Myth and sitcom are deliriously entangled in this story, in which young Vince (Sam Troughton) returns for a flying visit to the squalid homestead after six years, while on his way to New Mexico with his girlfriend, Shelly (a deliciously aghast and then manipulative Lauren Ambrose). At first, no one is inclined to recognise the boy. Old Dodge (a splendid M Emmet Walsh), a crustily dismissive dipso at death's door, declares: "I'm nobody's grandfather - least of all yours".
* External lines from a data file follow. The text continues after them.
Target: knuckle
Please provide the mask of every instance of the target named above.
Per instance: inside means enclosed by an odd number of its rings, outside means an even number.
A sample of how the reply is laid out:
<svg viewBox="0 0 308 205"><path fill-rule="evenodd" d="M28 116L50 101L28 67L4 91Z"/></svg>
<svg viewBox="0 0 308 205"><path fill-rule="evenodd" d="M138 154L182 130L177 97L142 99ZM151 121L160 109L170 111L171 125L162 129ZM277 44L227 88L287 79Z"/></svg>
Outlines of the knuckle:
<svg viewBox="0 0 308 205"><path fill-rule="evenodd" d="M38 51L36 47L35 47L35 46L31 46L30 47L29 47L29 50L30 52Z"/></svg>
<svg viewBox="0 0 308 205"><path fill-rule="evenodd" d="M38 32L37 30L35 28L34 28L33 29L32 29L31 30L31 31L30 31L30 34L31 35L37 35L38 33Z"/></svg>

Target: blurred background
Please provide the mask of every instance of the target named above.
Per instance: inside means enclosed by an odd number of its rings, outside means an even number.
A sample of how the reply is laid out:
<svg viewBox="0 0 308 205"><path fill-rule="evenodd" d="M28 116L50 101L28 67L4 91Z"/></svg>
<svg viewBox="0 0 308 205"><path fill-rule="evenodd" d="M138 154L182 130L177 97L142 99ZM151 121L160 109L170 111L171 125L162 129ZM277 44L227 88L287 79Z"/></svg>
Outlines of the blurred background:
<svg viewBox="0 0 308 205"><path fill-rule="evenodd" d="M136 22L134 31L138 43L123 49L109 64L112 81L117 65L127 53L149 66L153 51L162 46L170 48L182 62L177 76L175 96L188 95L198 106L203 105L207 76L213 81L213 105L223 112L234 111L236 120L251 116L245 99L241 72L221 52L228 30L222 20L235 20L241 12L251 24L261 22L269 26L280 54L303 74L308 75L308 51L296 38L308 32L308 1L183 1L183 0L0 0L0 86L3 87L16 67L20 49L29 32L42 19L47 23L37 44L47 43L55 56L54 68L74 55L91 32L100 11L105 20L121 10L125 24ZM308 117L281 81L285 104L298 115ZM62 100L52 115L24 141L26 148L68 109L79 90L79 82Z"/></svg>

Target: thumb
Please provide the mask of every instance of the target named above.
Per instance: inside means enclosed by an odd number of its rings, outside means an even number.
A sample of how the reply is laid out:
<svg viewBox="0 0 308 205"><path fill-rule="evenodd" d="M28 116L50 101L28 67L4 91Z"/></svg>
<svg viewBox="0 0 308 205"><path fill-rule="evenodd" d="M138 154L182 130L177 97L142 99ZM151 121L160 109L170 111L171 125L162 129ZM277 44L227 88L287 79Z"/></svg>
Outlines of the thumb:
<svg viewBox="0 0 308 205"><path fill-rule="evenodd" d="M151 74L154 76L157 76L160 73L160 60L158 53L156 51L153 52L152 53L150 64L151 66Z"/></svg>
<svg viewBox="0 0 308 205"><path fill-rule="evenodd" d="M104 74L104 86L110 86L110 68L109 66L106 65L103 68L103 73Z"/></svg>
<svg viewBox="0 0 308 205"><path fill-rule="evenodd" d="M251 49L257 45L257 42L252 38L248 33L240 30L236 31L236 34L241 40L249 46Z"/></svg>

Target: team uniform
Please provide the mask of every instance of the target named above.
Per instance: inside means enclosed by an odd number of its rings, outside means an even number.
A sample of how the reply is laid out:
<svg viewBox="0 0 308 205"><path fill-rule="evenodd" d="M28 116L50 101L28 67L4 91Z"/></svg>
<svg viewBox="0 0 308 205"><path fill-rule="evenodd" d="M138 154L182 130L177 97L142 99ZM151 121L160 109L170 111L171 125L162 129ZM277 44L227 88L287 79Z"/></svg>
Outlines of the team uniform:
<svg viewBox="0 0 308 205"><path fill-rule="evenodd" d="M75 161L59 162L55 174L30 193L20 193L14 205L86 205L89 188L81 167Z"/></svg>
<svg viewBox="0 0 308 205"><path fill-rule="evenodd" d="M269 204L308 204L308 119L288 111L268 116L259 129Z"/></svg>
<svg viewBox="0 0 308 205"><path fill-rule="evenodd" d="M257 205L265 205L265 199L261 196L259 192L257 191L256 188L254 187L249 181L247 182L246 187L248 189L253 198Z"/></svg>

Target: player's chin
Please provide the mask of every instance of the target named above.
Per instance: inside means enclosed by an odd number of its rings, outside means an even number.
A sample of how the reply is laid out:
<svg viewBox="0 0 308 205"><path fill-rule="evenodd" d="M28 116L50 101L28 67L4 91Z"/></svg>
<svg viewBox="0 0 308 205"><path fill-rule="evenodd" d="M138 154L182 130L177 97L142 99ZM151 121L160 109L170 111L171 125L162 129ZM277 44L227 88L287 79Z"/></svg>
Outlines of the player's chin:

Vince's father, Tilden (Brendan Coyle), seems to have regressed to a kind of child-man status and keeps bringing in mysterious armfuls of sweetcorn and carrots from the back field, where there hasn't been any planting since 1935. His Grandmother Halie (a wonderful display of tipsily tottering folie de grandeur from Elizabeth Franz) is out having lunch with a priest in the hope of getting a monument raised to another son, who, she insists, would have been an all-American hero and man of action, if he hadn't died in a motel room on honeymoon with a despised Catholic.

Meanwhile, Vince's malevolent amputee uncle, Bradley (Sean Murray), takes his false leg off at his own peril. As Halie says, he's actually "a pushover - especially now," a gag that escalates to the level of the Peter Cook and Dudley Moore one-legged Tarzan sketch when Shelly pinches his prosthesis to use as a defence weapon.

Played on a set where the homestead (described by Shelly as like a Norman Rockwell cover) is nothing more than a frame open to the elements, and subtly underscored by dreamy guitar music, Warchus's production does handsome justice both to the wild and wacky humour and to the disturbing mythic undertones. In his capable care, these elements are mutually reinforcing.

The play is partly about how a denial of the past blocks the route to the future. Old Dodge refuses to accept that he has any heritage that can be traced. In the rear, there is just "a long line of corpses! There's not a living soul behind me. Not a one. Who's holding me in their memory? Who gives a damn about bones in the ground?" Ergo, he is just what he is now. Period.

But it emerges that there are those (himself, too, perhaps) who give more than a damn, though the old man irresponsibly ensures that Vince - whose genetic inheritance erupts in a violent outburst in the final act - will never escape from the stifling dynastic determinism, by bequeathing him the house in the oral will he delivers just before he expires.

This is a very funny piece - both visually, as in the spectacle of Halie rummaging for the whisky flask in the priest's trouser pockets, and verbally as in Dodge telling Shelly "there's nothing a man can't do. You dream it up and he can do it. Anything," and she dryly replying: "You've tried, I guess." Highly recommended.